Inevitabile che tutto questo si scarichi in termini politici su chi ha tenuto le redini del Granducato per 18 anni: premier fra il 1995 e il 2013, ministro delle finanze dal 1989 al 2009, presidente dell’Eurogruppo dal 2005 al 2013. Già la sua posizione di primo attore all’Eurogruppo avrebbe dovuto essere messa in discussione proprio per le posizioni del Lussemburgo sugli affari fiscali, ma nessuno ha mai sollevato il minimo problema. Per anni il Lussemburgo è stato fra i paesi (ultimamente in tandem solo con l’Austria) che hanno rallentato e perfino preso in ostaggio la gran parte degli altri Stati membri sulla controversa tassazione delle rendite da risparmio dei cittadini non residenti, in stretta alleanza con i cinque paesi terzi (Svizzera, Liechtestein, Monaco, San Marino e Andorra). Ha rallentato la marcia verso lo scambio automatico delle informazioni fiscali tra amministrazioni, sempre aggrappato alla difesa sempre più indifendibile di parti sostanziali del segreto bancario.

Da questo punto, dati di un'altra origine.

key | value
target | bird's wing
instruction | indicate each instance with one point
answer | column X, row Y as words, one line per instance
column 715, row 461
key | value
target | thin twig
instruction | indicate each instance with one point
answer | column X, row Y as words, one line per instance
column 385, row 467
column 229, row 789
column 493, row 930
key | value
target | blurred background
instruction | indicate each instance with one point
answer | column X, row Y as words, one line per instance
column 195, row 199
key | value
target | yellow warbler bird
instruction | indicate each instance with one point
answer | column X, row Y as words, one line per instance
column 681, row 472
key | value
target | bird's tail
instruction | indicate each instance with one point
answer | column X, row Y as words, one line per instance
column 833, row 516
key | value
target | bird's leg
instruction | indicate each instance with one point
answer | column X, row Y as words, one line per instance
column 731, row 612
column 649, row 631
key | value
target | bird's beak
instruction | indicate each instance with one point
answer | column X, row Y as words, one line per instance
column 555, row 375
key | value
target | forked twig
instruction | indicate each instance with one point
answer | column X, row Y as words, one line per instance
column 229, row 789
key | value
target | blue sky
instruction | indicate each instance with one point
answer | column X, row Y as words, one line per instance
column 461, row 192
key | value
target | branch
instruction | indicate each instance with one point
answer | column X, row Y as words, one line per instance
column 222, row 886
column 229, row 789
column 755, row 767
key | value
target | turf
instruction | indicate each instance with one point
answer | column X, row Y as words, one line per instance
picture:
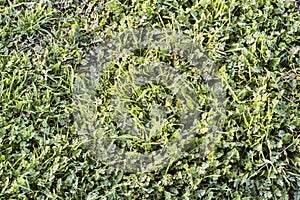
column 255, row 45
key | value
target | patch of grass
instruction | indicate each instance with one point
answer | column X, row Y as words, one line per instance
column 254, row 44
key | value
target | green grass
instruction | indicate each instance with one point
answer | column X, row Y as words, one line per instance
column 255, row 45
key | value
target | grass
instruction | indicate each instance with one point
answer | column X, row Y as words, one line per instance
column 255, row 45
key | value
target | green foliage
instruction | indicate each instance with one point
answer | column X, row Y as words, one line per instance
column 254, row 44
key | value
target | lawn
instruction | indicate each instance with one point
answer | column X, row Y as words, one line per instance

La pressione politica e le inchieste americane, la crisi finanziaria recentemente hanno superato questa situazione. La prossima settimana in Aiustralia si ritrovano i capi di Stato e di Governo del G20 per certificare al massimo livello politico le proposte Ocse contro quella che con un eufemismo viene chiamata “ottimizzazione fiscale”: si va verso procedure di trasparenza impensabili degli anni precedenti la crisi. È stata una strada sempre in salita e il Lussemburgo è sempre stato in coda a tirar la corda nel senso opposto.
Sarebbe sbagliato sottovalutare l’impatto politico di ‘LuxLeaks’ sui vertici della Ue. Juncker è presidente della Commissione da sabato scorso, il colpo di immagine e alla sua figura è fortissimo. L’esecutivo europeo è pêr definizione il ‘guardiano’ della regole e la fiducia nei suoi confronti deve essere totale. Difficile, impossibile per lui prendere le distanze dal passato (lunghissimo e recentissimo). Non risolve i dubbi la rassicurazione sul futuro. Il Parlamento europeo è in subbuglio, solo il suo partito, il Partito popolare, lo difende. Nessun commento dei suoi elettori, ai vertici dei governi (quello italiano compreso) che lo hanno voluto a Palais Berlaymont. Al ‘briefing’ della Commissione europea, una giornalista spagnola ha chiesto con quale coerenza la Commissione chiederà adesso ai cittadini europei di continuare a stringere la cinghia per tenere i deficit sotto controllo quando il suo presidente, quand’era alla guida del Lussemburgo, favoriva le multinazionali. La risposta è stata: noi ci atteniamo alle inchieste in corso sugli aiuti di Stato, non mischiamo cose diverse.